Court Rules That INS Must Take Naturalization Fraud Cases To Court

July 20, 2000

San Francisco, CA – The 9th US Circuit Court of Appeals ruled Thursday that immigration officials can't act on their own to revoke citizenship and must take such cases to court.

The unanimous decision by the federal appeals court reverses a split opinion by one of its own three-judge panels.  It upholds the decision of a Seattle judge who said the power to denaturalize citizens is not inherent in the power to naturalize them.

The opinion indefinitely extends a 1998 nationwide injunction that suspended the Immigration and Naturalization Service's attempts to revoke the citizenships of more than 6,000 immigrants who, according to the agency, had failed to disclose past crimes or arrests when they applied for naturalization.

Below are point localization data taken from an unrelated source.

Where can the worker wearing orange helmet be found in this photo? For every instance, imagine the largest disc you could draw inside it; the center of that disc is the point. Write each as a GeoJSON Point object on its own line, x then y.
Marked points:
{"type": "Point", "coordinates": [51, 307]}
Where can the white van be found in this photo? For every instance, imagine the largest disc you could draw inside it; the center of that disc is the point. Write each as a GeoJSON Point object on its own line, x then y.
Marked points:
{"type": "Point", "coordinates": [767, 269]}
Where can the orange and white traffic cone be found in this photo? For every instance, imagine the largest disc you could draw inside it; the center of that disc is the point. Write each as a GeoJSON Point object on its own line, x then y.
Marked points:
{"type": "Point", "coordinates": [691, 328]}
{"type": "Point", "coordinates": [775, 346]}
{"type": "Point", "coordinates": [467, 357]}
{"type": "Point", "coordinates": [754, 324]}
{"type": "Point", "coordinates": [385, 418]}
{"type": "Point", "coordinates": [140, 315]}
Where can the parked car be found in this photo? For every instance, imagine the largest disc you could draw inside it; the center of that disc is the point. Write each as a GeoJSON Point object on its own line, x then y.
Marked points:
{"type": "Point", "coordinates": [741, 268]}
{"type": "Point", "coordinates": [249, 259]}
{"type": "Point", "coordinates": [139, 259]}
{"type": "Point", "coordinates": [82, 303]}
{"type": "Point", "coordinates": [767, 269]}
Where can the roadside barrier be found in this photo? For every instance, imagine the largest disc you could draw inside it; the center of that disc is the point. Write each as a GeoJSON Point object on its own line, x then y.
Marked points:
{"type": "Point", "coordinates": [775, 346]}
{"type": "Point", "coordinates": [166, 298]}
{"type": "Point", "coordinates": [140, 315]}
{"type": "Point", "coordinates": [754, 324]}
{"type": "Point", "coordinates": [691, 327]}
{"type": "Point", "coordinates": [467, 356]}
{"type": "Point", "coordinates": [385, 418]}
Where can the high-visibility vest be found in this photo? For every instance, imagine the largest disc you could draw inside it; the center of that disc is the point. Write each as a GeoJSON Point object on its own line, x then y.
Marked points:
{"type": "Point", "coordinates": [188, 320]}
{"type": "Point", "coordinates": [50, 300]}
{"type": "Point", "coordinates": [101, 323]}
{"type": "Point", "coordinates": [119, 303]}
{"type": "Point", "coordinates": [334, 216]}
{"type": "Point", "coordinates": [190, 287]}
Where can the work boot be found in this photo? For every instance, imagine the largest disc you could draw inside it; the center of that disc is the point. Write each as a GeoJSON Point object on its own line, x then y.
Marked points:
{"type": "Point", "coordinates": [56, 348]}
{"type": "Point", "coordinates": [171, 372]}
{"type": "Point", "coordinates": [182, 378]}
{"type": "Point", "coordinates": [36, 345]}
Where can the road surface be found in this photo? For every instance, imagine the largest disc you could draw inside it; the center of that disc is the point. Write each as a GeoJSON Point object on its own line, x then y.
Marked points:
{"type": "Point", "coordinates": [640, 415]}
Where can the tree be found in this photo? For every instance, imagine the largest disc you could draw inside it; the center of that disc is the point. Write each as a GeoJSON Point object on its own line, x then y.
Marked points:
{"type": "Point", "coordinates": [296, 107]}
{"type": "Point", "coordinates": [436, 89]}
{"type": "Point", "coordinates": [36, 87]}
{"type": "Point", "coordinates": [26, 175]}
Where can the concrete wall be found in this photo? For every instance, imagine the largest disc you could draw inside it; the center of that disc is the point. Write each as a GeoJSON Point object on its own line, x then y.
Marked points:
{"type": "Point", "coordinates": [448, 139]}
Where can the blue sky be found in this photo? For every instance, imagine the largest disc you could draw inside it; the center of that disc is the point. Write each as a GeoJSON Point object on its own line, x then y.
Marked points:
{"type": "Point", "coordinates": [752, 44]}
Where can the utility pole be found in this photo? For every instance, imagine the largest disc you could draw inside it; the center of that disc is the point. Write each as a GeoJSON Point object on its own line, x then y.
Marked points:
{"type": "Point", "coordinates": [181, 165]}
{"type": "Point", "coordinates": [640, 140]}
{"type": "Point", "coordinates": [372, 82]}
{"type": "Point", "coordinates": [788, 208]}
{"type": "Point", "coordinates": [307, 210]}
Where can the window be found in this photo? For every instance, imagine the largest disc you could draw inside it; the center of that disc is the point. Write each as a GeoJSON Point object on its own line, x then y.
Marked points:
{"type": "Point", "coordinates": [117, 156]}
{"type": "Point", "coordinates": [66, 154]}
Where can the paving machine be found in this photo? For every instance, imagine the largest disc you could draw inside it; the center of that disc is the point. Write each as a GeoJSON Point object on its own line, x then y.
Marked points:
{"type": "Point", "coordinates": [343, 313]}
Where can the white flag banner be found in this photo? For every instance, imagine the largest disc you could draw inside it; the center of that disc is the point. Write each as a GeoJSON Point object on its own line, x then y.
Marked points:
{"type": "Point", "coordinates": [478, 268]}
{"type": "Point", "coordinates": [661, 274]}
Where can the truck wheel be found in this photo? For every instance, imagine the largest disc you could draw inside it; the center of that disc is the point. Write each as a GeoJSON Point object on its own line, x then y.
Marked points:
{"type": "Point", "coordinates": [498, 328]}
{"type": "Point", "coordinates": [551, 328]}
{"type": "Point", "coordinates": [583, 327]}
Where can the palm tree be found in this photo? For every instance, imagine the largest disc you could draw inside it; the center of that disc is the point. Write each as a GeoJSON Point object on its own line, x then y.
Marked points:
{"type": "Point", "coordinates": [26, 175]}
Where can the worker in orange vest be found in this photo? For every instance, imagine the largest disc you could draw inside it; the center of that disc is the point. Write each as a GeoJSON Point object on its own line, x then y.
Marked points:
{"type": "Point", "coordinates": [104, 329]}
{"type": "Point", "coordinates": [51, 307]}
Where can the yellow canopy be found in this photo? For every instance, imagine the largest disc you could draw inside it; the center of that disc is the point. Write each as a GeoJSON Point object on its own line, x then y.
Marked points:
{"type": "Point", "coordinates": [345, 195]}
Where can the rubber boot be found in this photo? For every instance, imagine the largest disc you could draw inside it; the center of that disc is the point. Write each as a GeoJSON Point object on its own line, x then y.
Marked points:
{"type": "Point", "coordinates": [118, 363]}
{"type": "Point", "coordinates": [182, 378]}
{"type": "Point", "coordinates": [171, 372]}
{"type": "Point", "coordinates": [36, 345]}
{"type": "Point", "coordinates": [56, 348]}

In 1990 Congress shifted the power to naturalize citizens from the courts to the Immigration and Naturalization Service.  However, the court ruling held that these laws did not grant the INS authority to denaturalize citizens, but rather, only the power to cancel certificates of citizenship.  Loss of certification does not deprive immigrants of legal residency status but makes them vulnerable to deportation for certain crimes.

``There is no general principle that what one can do, one can undo.  It sounds good, just as the Beatles' lyrics - `Nothing you can know that isn't known/Nothing you can see that isn't shown - sound good,'' Judge Kleinfeld wrote for the court, citing the words from ``All You Need is Love.''  He then quoted Gershwin's ``Porgy and Bess'': ``But as Sportin' Life said, `It ain't necessarily so.'''

The Immigration Service issued a statement indicating that it is reviewing the court’s order to determine what further action it will take.